I was raised Catholic (thanks, I’m better now). I also spent my teen years studying meditation, yoga, and eastern religions. So maybe through this upbringing, I tend to think in terms of teachers, gurus, saints, heroes, muses, angels, and daemons — no longer in a theological sense, but I still find use for these concepts, at least in a poetic, symbolic sense.

When I was kid, I loved all of the trappings of the saints: the icons, the medallions, the miracle stories, the statues, relics, the veneration. I’m a pagan at heart, and when you think about it, this is nothing more than high paganism, ceremonial magick. I loved the idea that there are different saints that help, guide, and protect you under different circumstances. And I loved that they represent different virtues and qualities you could meditate on and try to emulate, as you lit candles and prayed to icons.

Recently, I’ve come to the realization that I still engage in something of this practice. I have various “teachers” in my life — writers, philosophers, artists, and scientists — whose work holds a powerful influence over me. They’ve become hugely symbolic in my life and have come to represent different aspects of myself that I wish to improve and magnify. I keep them close to me, mainly in collections of books in my library that I browse and “meditate” on whenever I am in need of a little inspiration.

Below is my list of “saints.” Do you have such a pantheon? These are more than your heroes. These are the people that you think have taught you the most, that you near-venerate in your love and respect for them, and whom you feel have helped form the bedrock of your beliefs and worldview.


My “Saints” (and what they represent to me)

William Blake – I venerate this guy above all others. He’s the closest thing I have to a guru. His entire mission in life was to use his art and ideas to wake us all up from the somnambulism he believed the State, organized religion, even our own sensoria, were cursed to induce in us. I use him as my constant reminder to stay awake and creative, keep my imagination expansive, and to “fight the power.”

Gregory Bateson – A father of cybernetics. Bateson was something of a saint to the Whole Earth folks and Whole Earth was a huge influence on me.

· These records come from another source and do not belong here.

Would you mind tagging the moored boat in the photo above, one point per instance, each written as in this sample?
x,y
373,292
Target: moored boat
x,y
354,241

Bateson was the one who introduced me to Blake. Bateson reminds me to look at relationships over objects and for patterns that connect. And to tie all of my ideas and beliefs with slipknots.

Robert Anton Wilson – In the CD interview series with Bob Wilson, Robert Anton Wilson Explains Everything, the interviewer states that RAW had spent a career collecting, trading in, and writing about conspiracy theories, the paranormal, and the like, but he doesn’t appear to buy into much of it. So why does he spend so much time exploring such things? “It keeps my mind supple” is Wilson’s reply. That elevates him to sainthood in my pantheon. Wilson also embodied the virtue of hilaritas to me. And he remind me to embrace the absurd. Wilson was also “open to anything, but skeptical of everything.”

Bucky Fuller – Fuller’s mission in life was to see how much a single “human intelligence unit” could create, learn, and experience — what one person could do to make the world a better place — in a lifetime. Amazingly, he embarked on that mission, on the other side of an aborted suicide attempt, in his mid-30s. Everything we know about Buckminster Fuller happened after that. I also venerate Bucky’s optimism, faith in human ingenuity, and in the transformative powers of science and technology.

Aleister Crowley – I hate “The Beast” as much as I love him. He represents my faith in the powers of thelema (will) and agape (love) and the notion of syncretism. And I try to live by his motto “The method of science, the aim of religion.” Say what you want against him (and there’s plenty to say), but his influence on modern, at least bohemian, culture and on alternative religions has been huge. He was such a significant influence on me in my youth it would be disingenuous to not include him. And every list of apostles needs a Judas.

(Sadly, there are no women on my list. I racked my brain. I could come up with women I greatly admire, lots of artists and musicians, but no one who’s risen to the level I’m thinking about here.)

So, who are YOUR saints? What lessons, virtues, ideas, or qualities do they represent for you?